These people had a deep respect for ancient cultures, both Indian and Western. They thought it important to discover the sacred texts in order to understand India. They were of the view that a new study of these texts could form the basis of future development in India. They felt that this would not only help the British learn from the Indian culture but would also help Indians rediscover their own heritage.
Many Company officials were influenced by such ideas. They argued in favour of promoting Indian way of learning rather than the Western learning.
With this object, a madarsa was set up in Calcutta in 1781 to promote the study of Arabic, Persian and Islamic law. Similarly, the Hindu College was established in Benares in 1791 to promote the study of ancient Sanskrit texts.
Grave Errors of the East
Many other officials were highly critical of the Orientalists. They said that the knowledge of the East was faulty and unscientific. They argued that it would be a futile exercise to promote the study of Arabic and Sanskrit language and literature.
James Mills was among the vociferous critics of the Orientalism. He argued that the aim of education should be to teach what was useful and practical. He was in favour of making the Indians familiar with the scientific and technical advances that the West had made.
Thomas Babington Macaulay was another prominent critic of Orientalism. He thought that India was an uncivilized country, and it was the duty of the colonial rulers to civilize the Indians. He was of the view that the English language was necessary to help people in civilizing, changing their tastes, values and culture.
English Education Act 1835
Working on Macaulay's advice, the English Education Act of 1835 was introduced. As per this Act, English was to be made the medium of instruction and promotion of Oriental institutions would be stopped.
Education for Commerce
In 1854, the Court of Directors of the East India Company in London sent and educational despatch to the Governor General in India. It was issued by Charles Wood, the President of the Board of Control of the Company. It came be known as Wood's Despatch. Some salient points of this Despatch are as follows:
- European learning would enable Indians to understand the advantages of expansion of trade and commerce.
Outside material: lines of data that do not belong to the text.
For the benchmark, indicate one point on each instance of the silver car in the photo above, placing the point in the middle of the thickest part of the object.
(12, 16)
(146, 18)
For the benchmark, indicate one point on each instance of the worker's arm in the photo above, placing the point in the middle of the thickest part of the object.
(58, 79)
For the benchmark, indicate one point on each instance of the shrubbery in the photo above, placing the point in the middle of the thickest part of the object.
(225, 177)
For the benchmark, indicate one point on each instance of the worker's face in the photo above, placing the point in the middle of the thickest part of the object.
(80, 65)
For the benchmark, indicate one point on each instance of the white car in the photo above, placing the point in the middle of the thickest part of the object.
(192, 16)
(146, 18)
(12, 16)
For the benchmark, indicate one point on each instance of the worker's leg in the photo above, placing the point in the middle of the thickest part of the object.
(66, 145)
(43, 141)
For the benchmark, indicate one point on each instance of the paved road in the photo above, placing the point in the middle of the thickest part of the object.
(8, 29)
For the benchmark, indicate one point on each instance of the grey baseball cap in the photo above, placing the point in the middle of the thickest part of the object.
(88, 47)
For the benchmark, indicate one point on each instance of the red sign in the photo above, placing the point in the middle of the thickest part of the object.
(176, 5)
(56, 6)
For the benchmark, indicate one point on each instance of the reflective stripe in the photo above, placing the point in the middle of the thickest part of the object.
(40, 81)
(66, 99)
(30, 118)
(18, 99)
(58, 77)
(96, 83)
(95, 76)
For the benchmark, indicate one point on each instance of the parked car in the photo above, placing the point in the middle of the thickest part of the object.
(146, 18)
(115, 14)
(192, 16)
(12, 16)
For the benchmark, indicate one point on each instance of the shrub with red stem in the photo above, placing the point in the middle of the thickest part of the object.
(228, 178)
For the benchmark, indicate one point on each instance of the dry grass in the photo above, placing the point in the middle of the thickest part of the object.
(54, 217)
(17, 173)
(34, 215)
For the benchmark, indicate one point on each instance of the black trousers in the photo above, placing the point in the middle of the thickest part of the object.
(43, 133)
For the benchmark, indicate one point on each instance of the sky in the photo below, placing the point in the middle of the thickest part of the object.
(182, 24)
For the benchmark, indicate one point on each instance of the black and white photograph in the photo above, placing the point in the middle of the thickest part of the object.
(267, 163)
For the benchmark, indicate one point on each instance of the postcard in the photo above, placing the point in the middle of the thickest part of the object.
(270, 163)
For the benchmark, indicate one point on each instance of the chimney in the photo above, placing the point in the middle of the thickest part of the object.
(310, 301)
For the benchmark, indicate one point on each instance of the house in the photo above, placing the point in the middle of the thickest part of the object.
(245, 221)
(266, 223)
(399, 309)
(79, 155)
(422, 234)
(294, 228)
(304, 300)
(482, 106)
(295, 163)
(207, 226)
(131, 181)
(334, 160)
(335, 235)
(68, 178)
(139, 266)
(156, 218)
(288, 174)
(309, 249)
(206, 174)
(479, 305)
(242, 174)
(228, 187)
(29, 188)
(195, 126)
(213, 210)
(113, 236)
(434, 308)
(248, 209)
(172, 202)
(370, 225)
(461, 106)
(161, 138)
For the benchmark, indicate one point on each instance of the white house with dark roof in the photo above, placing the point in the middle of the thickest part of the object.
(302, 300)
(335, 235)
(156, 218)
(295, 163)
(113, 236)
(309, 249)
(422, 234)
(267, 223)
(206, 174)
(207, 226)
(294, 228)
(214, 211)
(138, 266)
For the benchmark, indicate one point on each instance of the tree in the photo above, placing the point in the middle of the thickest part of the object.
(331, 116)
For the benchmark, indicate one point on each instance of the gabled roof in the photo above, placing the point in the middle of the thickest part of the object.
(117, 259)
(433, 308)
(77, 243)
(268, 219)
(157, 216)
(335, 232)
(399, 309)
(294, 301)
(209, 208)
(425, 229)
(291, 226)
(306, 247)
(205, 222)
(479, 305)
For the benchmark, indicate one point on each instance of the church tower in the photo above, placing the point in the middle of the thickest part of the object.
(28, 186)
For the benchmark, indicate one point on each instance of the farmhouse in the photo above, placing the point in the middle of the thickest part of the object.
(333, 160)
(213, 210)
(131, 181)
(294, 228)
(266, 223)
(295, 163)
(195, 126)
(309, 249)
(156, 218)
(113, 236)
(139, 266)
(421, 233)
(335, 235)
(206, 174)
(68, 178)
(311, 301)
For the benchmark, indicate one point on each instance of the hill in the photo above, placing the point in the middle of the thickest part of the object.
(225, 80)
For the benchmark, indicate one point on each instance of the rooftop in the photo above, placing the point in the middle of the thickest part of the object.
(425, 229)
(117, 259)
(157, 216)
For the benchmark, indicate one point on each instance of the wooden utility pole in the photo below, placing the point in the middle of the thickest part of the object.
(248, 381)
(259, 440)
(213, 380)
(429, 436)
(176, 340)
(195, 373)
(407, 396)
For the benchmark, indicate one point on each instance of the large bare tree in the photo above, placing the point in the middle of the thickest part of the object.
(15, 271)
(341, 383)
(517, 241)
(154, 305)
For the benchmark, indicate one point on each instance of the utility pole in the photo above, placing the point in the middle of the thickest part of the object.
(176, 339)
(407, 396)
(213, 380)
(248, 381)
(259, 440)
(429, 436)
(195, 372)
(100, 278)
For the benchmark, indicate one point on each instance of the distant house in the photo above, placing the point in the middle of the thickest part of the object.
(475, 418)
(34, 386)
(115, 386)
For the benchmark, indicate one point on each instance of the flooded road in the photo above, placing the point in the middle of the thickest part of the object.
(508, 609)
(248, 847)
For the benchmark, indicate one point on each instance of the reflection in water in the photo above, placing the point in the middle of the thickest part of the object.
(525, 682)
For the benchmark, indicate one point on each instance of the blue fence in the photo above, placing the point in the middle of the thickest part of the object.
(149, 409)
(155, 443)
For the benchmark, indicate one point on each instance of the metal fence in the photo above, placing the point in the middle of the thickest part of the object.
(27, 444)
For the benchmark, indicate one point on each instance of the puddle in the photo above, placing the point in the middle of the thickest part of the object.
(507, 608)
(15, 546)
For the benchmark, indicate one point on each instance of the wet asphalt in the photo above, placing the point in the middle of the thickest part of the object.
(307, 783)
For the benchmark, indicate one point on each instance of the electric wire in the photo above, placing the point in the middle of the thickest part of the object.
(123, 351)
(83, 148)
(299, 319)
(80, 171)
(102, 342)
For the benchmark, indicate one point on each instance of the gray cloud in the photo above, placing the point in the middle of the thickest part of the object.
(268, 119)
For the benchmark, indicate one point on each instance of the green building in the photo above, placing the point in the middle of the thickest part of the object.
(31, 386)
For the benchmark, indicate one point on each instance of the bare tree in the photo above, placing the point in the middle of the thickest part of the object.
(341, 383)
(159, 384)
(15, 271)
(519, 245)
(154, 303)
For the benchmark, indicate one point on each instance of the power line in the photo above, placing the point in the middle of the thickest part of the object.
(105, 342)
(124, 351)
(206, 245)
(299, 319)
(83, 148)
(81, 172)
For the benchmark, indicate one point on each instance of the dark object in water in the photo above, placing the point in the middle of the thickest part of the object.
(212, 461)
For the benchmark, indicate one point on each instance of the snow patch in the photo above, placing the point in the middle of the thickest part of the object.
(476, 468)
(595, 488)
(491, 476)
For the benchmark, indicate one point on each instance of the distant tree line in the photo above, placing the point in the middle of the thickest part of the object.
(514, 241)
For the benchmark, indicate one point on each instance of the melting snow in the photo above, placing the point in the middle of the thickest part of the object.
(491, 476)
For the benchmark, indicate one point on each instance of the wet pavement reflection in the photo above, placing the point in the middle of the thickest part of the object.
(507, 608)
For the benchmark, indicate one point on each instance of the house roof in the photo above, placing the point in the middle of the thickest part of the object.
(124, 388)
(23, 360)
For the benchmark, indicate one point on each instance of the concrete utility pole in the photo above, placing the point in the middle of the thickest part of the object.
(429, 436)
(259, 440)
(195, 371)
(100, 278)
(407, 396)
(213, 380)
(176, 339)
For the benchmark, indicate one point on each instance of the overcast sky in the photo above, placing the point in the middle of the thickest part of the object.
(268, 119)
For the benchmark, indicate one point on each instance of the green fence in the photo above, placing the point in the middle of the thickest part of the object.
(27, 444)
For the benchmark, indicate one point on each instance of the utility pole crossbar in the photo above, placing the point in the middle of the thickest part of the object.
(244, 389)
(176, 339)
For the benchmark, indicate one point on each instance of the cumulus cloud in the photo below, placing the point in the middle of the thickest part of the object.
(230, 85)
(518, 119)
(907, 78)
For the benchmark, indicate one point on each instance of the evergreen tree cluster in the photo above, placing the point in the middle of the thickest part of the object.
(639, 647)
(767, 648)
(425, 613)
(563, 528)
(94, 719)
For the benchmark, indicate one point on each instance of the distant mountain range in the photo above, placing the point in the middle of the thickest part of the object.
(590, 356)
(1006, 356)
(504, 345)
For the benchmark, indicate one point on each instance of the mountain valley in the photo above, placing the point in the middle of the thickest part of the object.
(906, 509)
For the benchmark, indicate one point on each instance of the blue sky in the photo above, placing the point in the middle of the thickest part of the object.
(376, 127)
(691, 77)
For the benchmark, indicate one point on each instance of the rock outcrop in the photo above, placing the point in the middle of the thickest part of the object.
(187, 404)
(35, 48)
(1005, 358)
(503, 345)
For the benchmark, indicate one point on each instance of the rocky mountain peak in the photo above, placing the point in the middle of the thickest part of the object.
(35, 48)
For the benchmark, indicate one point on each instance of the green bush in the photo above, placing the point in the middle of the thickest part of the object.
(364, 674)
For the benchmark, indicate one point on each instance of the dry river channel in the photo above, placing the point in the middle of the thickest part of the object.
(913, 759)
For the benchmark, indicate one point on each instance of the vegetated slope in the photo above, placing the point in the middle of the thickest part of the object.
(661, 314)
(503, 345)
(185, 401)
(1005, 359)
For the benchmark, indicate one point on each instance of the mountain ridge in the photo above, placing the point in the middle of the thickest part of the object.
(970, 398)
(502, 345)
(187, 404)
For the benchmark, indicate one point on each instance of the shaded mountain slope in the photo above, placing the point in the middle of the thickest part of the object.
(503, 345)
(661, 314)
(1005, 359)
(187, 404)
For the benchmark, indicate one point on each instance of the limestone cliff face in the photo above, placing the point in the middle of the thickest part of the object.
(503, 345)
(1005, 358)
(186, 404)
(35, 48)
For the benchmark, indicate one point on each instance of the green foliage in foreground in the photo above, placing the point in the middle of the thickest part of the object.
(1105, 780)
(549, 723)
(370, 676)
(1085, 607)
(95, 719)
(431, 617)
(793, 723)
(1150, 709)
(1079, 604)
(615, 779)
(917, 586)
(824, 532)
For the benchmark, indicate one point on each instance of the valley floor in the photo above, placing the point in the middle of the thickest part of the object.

- Indians would understand the importance of development of resources of the country.
- Learning the European ways of life would change the taste of Indians and would create the demand for British goods.
- European learning would improve the moral character of Indians. This would help in ensuring a good supply of civil servants who could be trusted.
Various steps were taken to start the new system of education. Education departments were set up to control all matters related to education. A system of university education was established.